There’s a tricky part to this. We want to hide past projects so they don’t clutter the screen. But the reality is projects almost always run beyond the exact day they are due. So when is the right time to hide a project? Will somebody try to navigate to a project a day after it’s supposedly over and not be able to find it? When is a project “past”? How do we both show past projects and not show them? How do people extend projects, when and where do we ask them to do it, and what goes wrong if they don’t?

I don’t know the best answer to these questions. But I have a few different good-enough answers.

This is where shaping work is different from normal work. Inside a fixed timebox, designers and programmers have to decide which specific direction to build. But before we’re inside the timebox, before we bet time and people on the project, the question is different. I don’t need to know what the best solution is. I need to know that a solution exists.

There’s a big difference between no solution, some solutions, and the best solution.

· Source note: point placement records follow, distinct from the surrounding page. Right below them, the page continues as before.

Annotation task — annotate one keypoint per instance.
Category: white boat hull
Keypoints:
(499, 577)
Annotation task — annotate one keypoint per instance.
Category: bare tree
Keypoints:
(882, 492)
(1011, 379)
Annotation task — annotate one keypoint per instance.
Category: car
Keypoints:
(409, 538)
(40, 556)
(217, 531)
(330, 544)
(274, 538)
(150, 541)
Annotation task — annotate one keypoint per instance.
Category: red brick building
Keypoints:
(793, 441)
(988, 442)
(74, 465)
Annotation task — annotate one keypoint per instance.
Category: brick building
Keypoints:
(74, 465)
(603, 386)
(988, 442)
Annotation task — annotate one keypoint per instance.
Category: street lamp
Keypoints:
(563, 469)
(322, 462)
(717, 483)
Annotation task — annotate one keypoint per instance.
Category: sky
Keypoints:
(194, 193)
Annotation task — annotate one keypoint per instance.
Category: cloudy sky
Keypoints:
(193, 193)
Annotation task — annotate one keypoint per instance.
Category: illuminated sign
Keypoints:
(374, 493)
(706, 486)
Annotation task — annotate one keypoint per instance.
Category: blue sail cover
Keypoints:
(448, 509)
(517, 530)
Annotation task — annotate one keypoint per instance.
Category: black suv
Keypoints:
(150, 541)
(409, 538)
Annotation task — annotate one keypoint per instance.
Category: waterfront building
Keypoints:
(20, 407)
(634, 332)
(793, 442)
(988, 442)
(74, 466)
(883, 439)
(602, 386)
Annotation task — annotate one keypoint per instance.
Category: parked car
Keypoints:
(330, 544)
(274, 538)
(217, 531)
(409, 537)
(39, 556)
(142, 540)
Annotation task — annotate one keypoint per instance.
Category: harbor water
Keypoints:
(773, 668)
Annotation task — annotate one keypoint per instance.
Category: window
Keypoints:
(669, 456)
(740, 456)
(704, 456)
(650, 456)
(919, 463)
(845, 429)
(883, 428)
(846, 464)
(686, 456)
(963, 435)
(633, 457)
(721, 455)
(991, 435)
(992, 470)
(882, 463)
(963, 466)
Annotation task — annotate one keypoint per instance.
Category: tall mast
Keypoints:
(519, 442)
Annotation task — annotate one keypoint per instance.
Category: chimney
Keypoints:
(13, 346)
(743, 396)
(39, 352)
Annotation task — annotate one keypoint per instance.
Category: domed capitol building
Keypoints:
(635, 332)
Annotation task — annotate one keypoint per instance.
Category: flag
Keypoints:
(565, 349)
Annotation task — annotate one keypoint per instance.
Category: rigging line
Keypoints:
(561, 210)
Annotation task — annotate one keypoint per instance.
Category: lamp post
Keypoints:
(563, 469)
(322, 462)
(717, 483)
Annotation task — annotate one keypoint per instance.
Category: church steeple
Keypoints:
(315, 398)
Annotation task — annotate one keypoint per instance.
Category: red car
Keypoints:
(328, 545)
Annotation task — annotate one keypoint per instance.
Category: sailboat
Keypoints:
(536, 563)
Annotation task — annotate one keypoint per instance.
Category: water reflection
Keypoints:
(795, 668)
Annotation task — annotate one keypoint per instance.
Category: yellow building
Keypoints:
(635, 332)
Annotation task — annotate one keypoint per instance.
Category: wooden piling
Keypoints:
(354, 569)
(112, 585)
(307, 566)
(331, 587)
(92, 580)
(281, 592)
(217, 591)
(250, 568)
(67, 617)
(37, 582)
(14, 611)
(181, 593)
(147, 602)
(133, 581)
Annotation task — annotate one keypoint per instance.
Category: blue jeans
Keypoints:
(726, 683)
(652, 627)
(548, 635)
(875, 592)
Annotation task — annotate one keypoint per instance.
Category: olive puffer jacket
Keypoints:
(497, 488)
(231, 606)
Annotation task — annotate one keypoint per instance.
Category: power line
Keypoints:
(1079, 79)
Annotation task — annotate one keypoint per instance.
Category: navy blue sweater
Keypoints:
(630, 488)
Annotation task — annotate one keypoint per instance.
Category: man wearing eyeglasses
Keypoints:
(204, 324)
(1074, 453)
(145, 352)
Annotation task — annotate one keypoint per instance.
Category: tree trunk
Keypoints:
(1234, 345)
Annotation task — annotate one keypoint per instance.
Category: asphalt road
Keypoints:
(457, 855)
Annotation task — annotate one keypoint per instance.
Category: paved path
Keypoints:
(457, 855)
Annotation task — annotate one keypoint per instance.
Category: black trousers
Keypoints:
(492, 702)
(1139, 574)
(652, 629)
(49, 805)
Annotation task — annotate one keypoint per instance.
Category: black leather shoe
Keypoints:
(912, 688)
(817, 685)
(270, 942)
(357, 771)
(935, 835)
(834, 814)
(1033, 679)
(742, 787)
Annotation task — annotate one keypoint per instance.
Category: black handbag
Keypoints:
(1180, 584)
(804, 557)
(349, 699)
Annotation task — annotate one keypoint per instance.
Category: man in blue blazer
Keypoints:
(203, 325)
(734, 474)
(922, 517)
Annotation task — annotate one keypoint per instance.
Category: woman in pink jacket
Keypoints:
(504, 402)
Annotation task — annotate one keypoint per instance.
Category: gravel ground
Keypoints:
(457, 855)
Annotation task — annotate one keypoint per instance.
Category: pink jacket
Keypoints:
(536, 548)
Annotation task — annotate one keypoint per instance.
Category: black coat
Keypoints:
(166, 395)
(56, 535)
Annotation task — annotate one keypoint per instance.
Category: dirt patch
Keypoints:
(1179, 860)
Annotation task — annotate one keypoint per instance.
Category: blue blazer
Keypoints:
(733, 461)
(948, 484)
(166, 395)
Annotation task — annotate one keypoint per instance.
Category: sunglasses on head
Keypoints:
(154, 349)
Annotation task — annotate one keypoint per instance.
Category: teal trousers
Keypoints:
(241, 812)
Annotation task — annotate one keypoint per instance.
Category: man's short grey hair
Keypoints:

If there’s no solution to this particular question, and the question matters, the project will die on it. If there are some solutions that all basically work, then we can move forward. What’s important is we get to that bigger outcome we want when all the parts of the project integrate together.

In this particular case, I have at least three different solutions sketched out. Some involve explicitly asking people to move the end date. Others reveal past projects for a longer grace period so they don’t disappear. I don’t know which one is right. I don’t know which one is best. But I’m confident that the project won’t die on this question. Any of these will work. Some solution exists within the amount of time we’re willing to give the team.

This is another example of capping downside instead of seeking the highest upside. The team working in the timebox might find a solution that’s better than any of the ones I’m shaping now. But if they don’t, at least I know there’s an okay-enough solution to hold the project together.